Review: Libertalia Winds of Galecrest (Stonemaier Games) – English

Libertalia is the name of an infamous pirate colony from maritime legends. Presumably Libertalia was located somewhere on or near Madagascar, east of the African coast. In Libertalia people were free from any authority and they ruled by direct democracy. Libertalia was a utopia and like every utopia unfortunately complete nonsense… Libertalia is also a game designed by Paolo Mori in which players secretly play character cards to turn the proverbial tides. Libertalia: Winds of Galecrest is a ‘reprint’ of this modern classic. Stonemaier Games, the publisher of the new version, has sails new undiscovered seas and as a result the dark pirate theme has been exchanged for colourful and animalistic sky pirates. Can you bury the most loot during the three voyages or will you die of scurvy? Hoist the sails of this airship, a pirate’s life for me!

In Libertalia, players go on three voyages consisting of several days. During these days they put together a crew and collect loot by handling the special effects of their crew. At the beginning of a raid, one of the players draws 6 (new) random cards from his or her personal draw pile. All players have the same set of cards. After the player has drawn 6 cards, the numbers are called out and the other players look for the exact same cards and take them in their hands as well. Each voyage consists of several days (rounds). Each day players choose a card from their hand and play it facedown in front of them. When each player has chosen a card, the cards are simultaneously flipped and placed on the board in ascending order. In case of cards with equal values, this tie is broken by the position of the players on the reputation track.
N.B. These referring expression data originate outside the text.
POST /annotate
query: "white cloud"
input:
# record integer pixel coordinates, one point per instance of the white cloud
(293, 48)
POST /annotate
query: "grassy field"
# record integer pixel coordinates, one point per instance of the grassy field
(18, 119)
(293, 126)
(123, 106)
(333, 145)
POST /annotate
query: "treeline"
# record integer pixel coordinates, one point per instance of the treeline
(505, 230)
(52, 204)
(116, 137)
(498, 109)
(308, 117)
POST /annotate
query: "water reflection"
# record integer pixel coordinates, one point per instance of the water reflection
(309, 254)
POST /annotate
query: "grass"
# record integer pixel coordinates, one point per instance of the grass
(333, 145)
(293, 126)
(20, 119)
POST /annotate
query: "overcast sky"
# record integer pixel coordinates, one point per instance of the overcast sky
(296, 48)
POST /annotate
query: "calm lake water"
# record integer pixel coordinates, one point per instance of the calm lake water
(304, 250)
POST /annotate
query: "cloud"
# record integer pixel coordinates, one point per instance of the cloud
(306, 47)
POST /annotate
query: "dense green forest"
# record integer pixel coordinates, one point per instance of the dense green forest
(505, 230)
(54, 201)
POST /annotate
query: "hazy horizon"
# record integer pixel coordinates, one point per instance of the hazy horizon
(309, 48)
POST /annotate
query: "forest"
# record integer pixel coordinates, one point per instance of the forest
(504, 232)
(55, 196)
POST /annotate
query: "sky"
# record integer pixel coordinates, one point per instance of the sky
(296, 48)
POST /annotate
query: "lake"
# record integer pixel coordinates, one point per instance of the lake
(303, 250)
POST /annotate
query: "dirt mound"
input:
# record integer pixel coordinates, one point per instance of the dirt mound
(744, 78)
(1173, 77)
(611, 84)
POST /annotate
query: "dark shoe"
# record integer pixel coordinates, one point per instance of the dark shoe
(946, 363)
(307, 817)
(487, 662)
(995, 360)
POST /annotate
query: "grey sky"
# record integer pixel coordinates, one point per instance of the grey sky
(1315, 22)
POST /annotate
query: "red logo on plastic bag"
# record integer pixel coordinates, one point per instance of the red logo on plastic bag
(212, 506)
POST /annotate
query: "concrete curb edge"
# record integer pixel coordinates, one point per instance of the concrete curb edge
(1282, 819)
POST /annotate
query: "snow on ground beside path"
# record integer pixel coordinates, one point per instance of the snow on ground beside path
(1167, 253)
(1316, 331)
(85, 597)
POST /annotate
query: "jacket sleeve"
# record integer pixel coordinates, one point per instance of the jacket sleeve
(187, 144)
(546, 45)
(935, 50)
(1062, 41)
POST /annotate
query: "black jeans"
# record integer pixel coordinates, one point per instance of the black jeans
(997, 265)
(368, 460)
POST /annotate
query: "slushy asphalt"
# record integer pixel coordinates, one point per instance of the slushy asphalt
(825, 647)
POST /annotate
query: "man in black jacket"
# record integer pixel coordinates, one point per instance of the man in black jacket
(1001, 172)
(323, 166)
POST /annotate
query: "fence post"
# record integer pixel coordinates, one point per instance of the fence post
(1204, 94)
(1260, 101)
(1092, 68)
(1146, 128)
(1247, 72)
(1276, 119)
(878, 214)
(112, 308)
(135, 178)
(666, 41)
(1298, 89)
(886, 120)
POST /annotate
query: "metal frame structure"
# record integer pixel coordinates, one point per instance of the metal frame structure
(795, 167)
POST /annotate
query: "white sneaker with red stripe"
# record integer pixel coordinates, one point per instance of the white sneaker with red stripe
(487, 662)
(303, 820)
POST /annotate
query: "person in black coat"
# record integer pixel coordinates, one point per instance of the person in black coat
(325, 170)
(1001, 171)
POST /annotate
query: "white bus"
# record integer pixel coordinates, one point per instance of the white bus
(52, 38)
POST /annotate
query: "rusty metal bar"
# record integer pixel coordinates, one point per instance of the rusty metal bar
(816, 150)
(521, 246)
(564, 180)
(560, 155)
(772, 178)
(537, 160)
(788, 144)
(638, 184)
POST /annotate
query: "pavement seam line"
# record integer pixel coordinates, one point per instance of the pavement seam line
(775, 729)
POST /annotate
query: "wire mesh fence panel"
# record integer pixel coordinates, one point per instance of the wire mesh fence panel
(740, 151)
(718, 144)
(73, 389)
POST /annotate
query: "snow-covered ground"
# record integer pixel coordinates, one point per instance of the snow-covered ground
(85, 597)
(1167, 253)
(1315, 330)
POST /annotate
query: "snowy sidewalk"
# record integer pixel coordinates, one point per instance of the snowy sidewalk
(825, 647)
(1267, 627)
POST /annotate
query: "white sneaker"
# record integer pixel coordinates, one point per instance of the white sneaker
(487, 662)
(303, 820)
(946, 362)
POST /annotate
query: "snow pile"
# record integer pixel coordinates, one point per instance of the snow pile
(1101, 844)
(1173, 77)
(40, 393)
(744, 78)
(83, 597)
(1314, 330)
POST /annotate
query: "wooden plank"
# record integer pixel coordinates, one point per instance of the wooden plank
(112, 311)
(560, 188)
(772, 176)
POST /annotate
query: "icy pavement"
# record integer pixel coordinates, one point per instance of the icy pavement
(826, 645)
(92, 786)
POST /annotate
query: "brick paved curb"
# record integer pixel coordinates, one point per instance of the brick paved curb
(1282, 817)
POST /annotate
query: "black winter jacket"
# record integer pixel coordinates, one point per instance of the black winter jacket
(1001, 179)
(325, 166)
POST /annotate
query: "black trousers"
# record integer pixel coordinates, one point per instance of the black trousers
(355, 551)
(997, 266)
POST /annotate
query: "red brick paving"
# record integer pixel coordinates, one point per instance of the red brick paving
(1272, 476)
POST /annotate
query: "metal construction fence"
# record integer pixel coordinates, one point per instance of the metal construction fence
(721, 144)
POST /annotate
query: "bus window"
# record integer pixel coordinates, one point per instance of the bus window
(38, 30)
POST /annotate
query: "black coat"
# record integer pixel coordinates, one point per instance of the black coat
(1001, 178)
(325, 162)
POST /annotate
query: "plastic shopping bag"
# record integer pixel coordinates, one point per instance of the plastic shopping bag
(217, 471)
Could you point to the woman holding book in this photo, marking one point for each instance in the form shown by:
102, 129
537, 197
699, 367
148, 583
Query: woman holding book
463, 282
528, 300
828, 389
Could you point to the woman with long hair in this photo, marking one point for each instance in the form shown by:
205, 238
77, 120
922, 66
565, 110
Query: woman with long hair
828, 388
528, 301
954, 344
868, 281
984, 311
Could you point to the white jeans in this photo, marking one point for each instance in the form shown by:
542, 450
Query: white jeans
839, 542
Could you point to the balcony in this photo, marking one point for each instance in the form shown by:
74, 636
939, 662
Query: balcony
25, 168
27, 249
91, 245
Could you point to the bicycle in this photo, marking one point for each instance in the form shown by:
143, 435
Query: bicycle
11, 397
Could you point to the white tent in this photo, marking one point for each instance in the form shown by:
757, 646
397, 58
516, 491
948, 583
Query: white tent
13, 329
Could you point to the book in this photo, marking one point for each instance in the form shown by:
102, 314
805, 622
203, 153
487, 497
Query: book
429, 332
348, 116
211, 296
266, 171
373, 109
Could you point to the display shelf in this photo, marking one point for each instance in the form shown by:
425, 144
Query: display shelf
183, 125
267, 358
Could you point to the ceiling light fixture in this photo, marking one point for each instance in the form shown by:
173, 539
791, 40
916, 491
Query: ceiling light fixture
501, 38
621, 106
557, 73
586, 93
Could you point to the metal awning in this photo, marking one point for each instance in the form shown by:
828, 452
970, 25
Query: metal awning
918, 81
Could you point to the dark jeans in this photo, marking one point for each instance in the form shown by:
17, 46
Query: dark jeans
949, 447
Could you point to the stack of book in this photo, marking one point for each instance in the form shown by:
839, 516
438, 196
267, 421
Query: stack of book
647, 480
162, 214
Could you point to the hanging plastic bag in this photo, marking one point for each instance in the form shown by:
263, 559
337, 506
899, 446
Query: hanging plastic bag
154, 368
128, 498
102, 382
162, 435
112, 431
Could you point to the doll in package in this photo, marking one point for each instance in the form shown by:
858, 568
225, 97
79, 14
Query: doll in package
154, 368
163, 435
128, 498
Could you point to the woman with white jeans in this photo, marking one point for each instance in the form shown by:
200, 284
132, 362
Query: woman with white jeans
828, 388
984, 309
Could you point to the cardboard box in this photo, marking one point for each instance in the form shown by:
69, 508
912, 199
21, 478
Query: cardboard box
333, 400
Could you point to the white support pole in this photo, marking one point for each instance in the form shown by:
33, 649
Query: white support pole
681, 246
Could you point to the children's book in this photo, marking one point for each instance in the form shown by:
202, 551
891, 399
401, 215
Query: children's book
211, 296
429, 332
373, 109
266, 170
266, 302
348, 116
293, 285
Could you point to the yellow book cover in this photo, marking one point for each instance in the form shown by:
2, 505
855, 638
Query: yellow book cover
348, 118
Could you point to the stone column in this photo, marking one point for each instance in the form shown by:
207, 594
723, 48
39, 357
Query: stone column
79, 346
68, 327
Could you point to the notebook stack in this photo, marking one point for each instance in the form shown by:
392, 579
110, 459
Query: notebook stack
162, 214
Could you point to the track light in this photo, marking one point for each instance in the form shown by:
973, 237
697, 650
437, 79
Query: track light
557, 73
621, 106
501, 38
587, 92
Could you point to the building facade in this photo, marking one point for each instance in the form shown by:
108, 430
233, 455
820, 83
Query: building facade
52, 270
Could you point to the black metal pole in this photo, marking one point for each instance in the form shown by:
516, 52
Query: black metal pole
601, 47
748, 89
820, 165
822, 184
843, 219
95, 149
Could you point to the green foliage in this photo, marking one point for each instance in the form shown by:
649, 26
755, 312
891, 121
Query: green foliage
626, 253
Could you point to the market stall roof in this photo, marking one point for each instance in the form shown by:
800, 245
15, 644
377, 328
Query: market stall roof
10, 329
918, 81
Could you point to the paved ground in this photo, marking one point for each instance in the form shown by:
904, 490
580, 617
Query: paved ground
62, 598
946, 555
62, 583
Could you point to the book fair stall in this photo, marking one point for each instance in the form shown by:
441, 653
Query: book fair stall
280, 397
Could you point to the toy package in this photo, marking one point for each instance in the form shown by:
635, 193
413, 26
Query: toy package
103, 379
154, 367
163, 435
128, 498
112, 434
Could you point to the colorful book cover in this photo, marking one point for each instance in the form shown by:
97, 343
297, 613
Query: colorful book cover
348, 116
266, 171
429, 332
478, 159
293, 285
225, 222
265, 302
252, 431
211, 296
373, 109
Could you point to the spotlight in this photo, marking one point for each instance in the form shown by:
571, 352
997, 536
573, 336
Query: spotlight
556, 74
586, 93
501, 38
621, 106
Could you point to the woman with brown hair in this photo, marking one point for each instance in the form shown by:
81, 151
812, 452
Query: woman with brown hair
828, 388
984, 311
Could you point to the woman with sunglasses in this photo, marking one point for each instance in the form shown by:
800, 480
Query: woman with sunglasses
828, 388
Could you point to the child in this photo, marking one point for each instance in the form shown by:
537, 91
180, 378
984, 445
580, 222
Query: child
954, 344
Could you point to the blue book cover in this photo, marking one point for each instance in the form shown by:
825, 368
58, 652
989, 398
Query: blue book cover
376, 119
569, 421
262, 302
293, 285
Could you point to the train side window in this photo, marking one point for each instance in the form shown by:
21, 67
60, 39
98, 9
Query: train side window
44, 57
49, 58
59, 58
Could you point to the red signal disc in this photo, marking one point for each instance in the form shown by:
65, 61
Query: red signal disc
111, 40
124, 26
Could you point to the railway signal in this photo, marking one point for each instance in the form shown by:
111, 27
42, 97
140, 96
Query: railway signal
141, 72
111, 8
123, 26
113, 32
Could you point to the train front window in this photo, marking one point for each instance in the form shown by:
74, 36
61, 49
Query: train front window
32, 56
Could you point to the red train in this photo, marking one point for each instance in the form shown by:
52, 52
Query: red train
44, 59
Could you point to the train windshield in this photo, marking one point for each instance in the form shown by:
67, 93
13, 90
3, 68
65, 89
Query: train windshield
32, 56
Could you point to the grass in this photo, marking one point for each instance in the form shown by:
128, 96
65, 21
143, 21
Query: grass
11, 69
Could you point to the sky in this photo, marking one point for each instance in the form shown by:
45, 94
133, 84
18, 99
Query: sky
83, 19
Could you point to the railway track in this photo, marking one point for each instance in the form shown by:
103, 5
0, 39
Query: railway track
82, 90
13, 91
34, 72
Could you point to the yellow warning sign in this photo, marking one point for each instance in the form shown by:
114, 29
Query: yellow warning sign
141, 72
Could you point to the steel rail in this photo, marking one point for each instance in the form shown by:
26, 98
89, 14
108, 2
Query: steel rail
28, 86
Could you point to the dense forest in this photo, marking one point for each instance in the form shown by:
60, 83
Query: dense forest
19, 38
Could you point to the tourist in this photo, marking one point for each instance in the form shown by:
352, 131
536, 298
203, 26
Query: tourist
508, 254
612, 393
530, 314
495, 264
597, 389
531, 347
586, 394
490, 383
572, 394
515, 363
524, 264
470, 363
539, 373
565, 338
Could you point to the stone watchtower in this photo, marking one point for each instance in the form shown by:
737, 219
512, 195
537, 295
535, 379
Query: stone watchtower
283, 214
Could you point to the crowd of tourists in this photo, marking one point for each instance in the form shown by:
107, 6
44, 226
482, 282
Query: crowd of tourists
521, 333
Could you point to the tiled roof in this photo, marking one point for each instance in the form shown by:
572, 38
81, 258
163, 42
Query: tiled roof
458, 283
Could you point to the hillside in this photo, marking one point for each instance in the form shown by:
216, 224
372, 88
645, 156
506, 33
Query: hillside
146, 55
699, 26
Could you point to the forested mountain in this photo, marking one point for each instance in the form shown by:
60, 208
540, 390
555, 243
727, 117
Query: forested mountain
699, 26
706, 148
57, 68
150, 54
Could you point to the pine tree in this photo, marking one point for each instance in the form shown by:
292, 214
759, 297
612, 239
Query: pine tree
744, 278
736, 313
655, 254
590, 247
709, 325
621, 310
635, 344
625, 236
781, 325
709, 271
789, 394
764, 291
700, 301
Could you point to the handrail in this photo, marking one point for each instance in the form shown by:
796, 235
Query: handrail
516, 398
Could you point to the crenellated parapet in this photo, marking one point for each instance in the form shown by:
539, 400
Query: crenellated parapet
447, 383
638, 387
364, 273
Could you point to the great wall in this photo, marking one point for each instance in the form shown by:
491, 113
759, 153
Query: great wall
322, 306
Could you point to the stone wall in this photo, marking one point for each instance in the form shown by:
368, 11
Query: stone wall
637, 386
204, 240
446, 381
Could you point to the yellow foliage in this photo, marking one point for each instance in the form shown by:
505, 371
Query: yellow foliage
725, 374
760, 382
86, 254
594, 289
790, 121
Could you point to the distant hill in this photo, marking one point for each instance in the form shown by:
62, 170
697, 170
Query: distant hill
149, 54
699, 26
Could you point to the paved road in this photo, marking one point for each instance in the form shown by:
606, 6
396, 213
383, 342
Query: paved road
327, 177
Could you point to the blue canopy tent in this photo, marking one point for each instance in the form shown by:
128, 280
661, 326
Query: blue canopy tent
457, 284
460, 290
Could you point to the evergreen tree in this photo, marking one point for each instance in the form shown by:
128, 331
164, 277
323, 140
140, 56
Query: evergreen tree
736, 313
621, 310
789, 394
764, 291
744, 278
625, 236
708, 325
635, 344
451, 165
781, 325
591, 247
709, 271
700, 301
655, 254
After the characters have been placed, the day proceeds in the following phases: day, dusk and night. During the day, the day effects of the character cards are resolved from left to right. During dusk the (remaining) character cards are resolved from right to left. In addition to possible effects of cards during this phase, players also choose one of the face-up loot tiles for the corresponding day. Loot results in immediate effects or actions or points later during the game. Players also take their remaining character cards back into their ships during dusk. All aboard! During the night, any night effects of characters on ships are resolved. At the end of a voyage, anchor effects from cards and loot tiles are resolved and the ships are un boarded. Players take 6 new cards into their hand – as cards remain, their hand grows – and they are ready to start a new raid. After three raids the game ends. During a raid, players collect and lose doubloons and after each raid they can safely bury the remaining doubloons in their treasure chests. The player who has collected the most pirate gold at the end of the game wins Libertalia! Ahoy!

The power of Libertalia lies in the combination between bluffing, betrayal and fun filled chaos. The game contains 40 different character cards, each with different properties, actions and powers. Although players all have exactly the same cards at their disposal during the course of the game, they decide for themselves when and if they deploy certain characters. Because characters have certain values and therefore (can) be used in certain orders, players have to anticipate what other players might do. With the characters, players can simply collect doubloons, eliminate other players, earn reputation or figure out a long term strategy by combining effects of different cards. If all goes well, that is. The game is highly interactive and players can thwart each other. No room for parley!

Libertalia is and remains a fascinating, fast paced and tactical bluffing game and the re-release is a welcome addition to my collection. The new gameplay elements make the gameplay less random and more tactical than ever and the production value is outstanding. X marks the spot!